世界小動物獣医師会(WSAVA)によるワクチネーションガイドラインではコアワクチンは初年度に抗体検査をしてきちんと効果が出ていることが確認できている場合は3年に1回で良いとされています。
また、ノンコアワクチンは初年度以降は1年ごとの接種が推奨されています。
一方で3年毎で大丈夫という日本でのデータが不足していて確実性に欠けるため、単に3年毎にするのではなく毎年抗体検査をして効果が残っていたらその年は接種しないという方法も提案されています。この方法であれば安全にワクチン接種の回数を減らすことができます。

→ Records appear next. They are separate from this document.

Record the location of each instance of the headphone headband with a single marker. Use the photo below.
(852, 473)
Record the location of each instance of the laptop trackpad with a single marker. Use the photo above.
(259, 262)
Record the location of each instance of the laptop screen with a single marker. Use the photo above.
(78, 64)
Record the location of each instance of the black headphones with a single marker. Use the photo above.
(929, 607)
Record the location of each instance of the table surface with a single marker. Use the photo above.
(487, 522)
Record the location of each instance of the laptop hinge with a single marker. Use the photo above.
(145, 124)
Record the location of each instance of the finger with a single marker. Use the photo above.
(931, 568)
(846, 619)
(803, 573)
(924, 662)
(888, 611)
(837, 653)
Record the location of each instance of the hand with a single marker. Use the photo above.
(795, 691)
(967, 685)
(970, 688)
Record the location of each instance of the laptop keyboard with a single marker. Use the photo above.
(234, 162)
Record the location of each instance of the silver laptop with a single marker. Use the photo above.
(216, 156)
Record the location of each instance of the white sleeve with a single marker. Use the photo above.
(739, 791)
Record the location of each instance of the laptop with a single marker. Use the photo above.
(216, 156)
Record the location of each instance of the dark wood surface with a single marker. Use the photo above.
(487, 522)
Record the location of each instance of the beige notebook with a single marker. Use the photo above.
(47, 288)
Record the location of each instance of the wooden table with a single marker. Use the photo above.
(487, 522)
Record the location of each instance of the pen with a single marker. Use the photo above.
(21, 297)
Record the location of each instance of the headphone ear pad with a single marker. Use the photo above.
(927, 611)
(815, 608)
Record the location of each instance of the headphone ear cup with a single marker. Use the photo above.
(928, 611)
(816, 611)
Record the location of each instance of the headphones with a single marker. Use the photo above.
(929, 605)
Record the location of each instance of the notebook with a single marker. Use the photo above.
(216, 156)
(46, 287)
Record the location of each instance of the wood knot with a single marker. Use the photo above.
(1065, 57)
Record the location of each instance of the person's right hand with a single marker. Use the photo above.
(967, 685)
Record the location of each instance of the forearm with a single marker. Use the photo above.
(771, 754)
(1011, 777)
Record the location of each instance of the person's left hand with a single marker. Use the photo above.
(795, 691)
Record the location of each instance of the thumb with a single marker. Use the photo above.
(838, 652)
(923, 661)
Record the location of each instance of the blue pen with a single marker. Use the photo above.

ただしレプトスピラワクチンについては感染の可能性がある場合には毎年接種することが推奨されています。
これを費用面で考えると1年にかかる費用は
・抗体検査で抗体が残っていた場合
抗体価検査料
+
レプトスピラワクチン料
となり7種混合ワクチン料とほぼ同額
・抗体検査で抗体が残っていない場合
抗体検査料
+
7種混合ワクチン料
となり7種混合ワクチン料よりも高額
となります。
簡単にまとめると
コストを抑えたい場合:毎年混合ワクチンを接種する。
安全性を優先する場合:毎年抗体検査をし、結果に応じてワクチンを使い分ける。
この2つのいずれかの方法になると思われます。

犬と猫のワクチネーションガイドライン(WSAVA)より引用
▶猫の場合

猫の場合は上の表にあるワクチン製剤があります(一部販売終了)。
「どのワクチンを接種すべきか」
ノンコアワクチンである猫白血病の感染経路はは接触感染であるため、感染の可能性がある猫との接触がなければ接種する必要はありません。
単独で室内飼育されている場合はもちろんのこと、多頭飼育でも全員が白血病ウィルスのキャリアでないことが確認できている場合も接種の必要がありません。
屋外に出る猫や、感染の有無が不明な猫と同居する場合は猫白血病ワクチンの接種が推奨されます。この場合は4種混合または5種混合を接種します。
なお白血病ワクチンを接種するには、感染の有無を確認する検査が必要になります。
かつては猫エイズワクチンもありましたが、現在は販売終了となっていて入手できません。
猫ヘルペスウィルスと猫カリシウィルスは飛沫感染するため、室内のみでの飼育の場合でも感染の可能性があるため接種が推奨されます。この場合は3種混合を接種します。
「追加接種の頻度」
世界小動物獣医師会(WSAVA)によるワクチネーションガイドラインではコアワクチンは初年度に抗体検査をしてきちんと効果が出ていることが確認できている場合は3年に1回で良いとされています。
また、ノンコアワクチンは初年度以降は1年ごとの接種が推奨されています。
一方で3年毎で大丈夫という日本でのデータが不足していて確実性に欠けるため、単に3年毎にするのではなく毎年抗体検査をして効果が残っていたらその年は接種しないという方法も提案されています。この方法であれば安全にワクチン接種の回数を減らすことができます。
これを3種混合の場合に費用面で考えると 1年にかかる費用は
・抗体検査で抗体が残っていた場合
抗体価検査料のみ
となり3種混合ワクチン料とほぼ同額
・抗体検査で抗体が残っていない場合
抗体検査料+3種混合ワクチン料
となり3種混合ワクチン料よりも高額
となります。
簡単にまとめると
コストを抑えたい場合:毎年混合ワクチンを接種する。
安全性を優先する場合:毎年抗体検査をし、結果に応じてワクチンを使い分ける。
この2つのいずれかの方法になると思われます。